The structures, made from potato starch, provide seedlings with protection from high-energy environments without limiting their growth. They break down over time, making way for the established plants to thrive.
Coastal wetlands, such as mangrove forests and saltmarshes, provide many benefits including protection from storm surges, and habitat for coastal wildlife. They also store atmospheric carbon, acting as a nature-based solution against climate change. However, coastal wetlands have been degraded and lost around the world and restoring them can be challenging.
Dr Stacey Trevathan-Tackett of Deakin University’s Blue Carbon Lab says that restoration efforts can be hampered by harsh environmental conditions that damage wetland plants at crucial early stages of their growth – making it important to constantly develop new methods to encourage growth.
“We are exploring new ways to help improve the success of restoration and recovery of wetlands,” Dr Trevathan-Tackett said in a press release. “This includes trialling new and creative techniques in different habitats and conditions, as well as working with local communities along the way.”
While mangrove seeds planted into these structures over the summer have started to sprout, researchers want to quantify survival and growth over time and determine how the novel approach is working and to make improvements along the way.
The project, titled Regenerating Our Coasts, is a three-year programme partnered with Beach Energy that focuses on research and outreach.
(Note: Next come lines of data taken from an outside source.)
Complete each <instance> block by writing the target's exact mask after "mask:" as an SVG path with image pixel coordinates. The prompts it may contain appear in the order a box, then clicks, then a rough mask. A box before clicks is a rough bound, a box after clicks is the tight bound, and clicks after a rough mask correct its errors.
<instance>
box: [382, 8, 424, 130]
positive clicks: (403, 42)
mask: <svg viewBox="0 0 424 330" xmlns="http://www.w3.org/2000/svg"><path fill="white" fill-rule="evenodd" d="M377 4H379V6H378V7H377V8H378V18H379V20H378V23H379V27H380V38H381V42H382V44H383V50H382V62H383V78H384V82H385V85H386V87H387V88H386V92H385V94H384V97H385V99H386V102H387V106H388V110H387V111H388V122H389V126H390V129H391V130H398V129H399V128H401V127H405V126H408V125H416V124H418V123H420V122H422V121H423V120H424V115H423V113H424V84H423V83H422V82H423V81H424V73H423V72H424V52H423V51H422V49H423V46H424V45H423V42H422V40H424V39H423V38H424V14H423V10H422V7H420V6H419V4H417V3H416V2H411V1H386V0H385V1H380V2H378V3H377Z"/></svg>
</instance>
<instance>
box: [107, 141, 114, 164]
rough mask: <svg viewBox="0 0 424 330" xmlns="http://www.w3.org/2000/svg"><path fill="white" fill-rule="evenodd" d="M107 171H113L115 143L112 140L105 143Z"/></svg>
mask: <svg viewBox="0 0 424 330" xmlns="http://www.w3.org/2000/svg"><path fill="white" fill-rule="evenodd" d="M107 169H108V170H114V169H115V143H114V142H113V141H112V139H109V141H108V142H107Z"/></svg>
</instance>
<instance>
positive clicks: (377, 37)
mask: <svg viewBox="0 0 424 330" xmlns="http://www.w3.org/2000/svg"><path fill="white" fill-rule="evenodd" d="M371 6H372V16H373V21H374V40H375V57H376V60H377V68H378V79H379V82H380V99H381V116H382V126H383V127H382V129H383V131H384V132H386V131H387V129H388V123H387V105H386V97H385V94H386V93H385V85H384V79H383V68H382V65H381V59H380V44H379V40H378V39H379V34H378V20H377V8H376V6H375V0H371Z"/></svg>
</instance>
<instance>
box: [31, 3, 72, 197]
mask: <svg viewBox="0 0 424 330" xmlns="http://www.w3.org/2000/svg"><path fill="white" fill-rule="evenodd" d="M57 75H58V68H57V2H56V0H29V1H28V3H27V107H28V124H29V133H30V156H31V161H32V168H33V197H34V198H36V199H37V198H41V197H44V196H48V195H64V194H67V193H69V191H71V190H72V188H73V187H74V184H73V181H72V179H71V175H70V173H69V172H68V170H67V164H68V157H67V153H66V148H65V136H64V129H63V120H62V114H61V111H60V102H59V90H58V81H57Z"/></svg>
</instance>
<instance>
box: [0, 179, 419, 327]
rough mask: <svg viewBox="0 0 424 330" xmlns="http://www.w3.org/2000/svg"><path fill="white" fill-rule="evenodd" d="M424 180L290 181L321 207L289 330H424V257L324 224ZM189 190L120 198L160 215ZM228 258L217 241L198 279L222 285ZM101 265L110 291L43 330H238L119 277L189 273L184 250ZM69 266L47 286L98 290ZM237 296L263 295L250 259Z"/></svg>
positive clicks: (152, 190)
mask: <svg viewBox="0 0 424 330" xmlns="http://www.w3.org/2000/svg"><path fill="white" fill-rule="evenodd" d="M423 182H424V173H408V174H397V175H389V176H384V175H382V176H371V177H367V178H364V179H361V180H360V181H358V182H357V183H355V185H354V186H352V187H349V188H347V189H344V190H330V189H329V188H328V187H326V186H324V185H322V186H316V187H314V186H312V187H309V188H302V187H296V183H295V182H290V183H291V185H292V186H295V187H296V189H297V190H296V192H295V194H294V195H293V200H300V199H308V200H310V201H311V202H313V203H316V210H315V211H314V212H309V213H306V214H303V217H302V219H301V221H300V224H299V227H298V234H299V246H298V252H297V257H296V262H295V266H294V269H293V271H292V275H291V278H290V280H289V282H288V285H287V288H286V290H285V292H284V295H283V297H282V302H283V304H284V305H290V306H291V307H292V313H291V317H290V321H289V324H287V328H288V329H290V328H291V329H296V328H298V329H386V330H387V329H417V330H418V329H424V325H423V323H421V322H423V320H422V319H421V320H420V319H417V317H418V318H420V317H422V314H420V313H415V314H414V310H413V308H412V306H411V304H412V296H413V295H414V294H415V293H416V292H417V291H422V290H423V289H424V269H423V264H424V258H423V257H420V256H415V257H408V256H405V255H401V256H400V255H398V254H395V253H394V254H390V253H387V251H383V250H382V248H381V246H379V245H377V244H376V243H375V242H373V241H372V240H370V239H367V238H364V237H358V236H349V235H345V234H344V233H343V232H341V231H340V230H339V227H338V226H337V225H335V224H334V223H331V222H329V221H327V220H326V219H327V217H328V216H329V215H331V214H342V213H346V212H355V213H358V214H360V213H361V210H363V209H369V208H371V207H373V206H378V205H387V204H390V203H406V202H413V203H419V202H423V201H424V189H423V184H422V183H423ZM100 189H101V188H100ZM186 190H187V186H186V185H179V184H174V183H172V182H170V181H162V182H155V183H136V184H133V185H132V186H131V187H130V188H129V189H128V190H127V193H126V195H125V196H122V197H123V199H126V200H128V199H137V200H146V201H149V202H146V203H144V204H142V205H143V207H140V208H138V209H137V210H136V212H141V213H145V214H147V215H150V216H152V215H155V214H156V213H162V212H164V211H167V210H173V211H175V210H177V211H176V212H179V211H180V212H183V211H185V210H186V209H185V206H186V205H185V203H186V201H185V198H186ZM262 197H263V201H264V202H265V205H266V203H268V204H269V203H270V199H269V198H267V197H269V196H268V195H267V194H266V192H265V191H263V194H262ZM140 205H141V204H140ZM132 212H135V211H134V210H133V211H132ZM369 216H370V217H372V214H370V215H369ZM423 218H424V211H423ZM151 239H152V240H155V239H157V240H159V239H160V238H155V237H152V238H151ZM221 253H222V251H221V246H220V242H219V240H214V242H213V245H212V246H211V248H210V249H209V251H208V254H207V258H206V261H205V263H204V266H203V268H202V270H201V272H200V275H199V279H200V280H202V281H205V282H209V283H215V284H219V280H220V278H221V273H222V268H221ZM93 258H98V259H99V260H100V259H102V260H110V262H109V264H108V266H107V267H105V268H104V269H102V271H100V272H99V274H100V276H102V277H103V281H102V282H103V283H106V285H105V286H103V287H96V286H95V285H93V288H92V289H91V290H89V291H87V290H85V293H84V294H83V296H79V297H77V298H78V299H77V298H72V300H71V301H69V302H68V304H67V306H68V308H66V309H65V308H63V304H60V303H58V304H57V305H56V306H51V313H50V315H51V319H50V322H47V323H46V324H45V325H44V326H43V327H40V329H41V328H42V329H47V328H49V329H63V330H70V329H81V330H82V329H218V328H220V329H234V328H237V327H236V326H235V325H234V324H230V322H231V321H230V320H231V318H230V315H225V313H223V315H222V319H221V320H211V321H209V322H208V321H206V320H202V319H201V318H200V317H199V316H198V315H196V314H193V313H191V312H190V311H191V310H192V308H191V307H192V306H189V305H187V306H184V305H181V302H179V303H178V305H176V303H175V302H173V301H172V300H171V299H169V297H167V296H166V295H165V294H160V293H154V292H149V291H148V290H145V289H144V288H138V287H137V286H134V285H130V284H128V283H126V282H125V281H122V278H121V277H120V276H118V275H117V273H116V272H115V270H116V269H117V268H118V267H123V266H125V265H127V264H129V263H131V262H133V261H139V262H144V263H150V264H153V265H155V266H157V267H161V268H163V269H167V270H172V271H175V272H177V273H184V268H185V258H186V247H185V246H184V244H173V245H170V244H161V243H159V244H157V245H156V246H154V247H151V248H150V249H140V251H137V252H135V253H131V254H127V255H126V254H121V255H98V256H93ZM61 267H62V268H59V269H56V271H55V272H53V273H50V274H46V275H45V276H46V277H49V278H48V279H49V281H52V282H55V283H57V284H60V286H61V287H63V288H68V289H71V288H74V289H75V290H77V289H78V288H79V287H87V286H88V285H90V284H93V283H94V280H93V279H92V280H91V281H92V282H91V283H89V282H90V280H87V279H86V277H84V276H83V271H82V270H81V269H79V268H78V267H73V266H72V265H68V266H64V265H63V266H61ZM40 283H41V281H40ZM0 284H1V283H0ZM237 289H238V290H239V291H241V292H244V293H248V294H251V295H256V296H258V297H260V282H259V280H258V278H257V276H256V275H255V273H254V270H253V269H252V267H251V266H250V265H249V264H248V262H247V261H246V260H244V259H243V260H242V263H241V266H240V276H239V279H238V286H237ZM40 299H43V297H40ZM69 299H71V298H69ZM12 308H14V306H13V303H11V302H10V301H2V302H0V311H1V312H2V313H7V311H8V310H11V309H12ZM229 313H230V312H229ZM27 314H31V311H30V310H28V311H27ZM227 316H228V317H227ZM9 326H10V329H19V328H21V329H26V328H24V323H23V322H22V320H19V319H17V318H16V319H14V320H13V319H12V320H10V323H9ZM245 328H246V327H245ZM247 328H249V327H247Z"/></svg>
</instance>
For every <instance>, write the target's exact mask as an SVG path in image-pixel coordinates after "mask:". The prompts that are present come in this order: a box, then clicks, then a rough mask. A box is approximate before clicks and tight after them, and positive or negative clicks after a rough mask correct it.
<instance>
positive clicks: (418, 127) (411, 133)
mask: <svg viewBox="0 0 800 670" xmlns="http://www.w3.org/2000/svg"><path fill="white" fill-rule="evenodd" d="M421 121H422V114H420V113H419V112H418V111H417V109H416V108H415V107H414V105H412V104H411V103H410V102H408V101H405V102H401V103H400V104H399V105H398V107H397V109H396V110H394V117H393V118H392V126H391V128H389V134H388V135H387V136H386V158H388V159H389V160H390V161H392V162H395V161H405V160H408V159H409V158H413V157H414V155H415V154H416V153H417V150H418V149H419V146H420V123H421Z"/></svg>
Beach’s CEO Morné Engelbrecht said: “Beach Energy is proud to partner with Deakin Uni’s Blue Carbon Lab to support research to help restore blue carbon ecosystems and accelerate coastal restoration. This is Beach’s largest ever environmental partnership and demonstrates our commitment to leaving a positive contribution to communities.”
“With the Regenerating Our Coasts programme, we are excited to see seedlings beginning to grow through the structures,” said Dr Trevathan-Tackett. “But they have a long way to go, and so do we in terms of trialling different approaches to maximise what this method can do.”
Not all coastal wetlands are the same, different environmental conditions, historical impacts, and even the types of plants and animals present influence the restoration success. With such diversity at play, the Blue Carbon Lab team aim to optimise these structures across different wetlands and plant species in Victoria’s Port Phillip Bay and Western Port Bay.
The trial site in Western Port has enlisted the help of citizen scientists, who will measure both the survival and growth of a batch of mangrove seedlings. The data collected as part of ongoing monitoring will help the researchers further develop restoration approaches at local mangrove sites.
“We see outreach as a vital part of the project,” said Dr Trevathan-Tackett. “Engaging with communities through education and knowledge-exchange means that more people understand the problem and support what we’re doing to solve it.
In turn, by getting involved in citizen science activities, they are contributing to research projects that will ultimately benefit restoration efforts,” Dr Trevathan-Tackett concluded.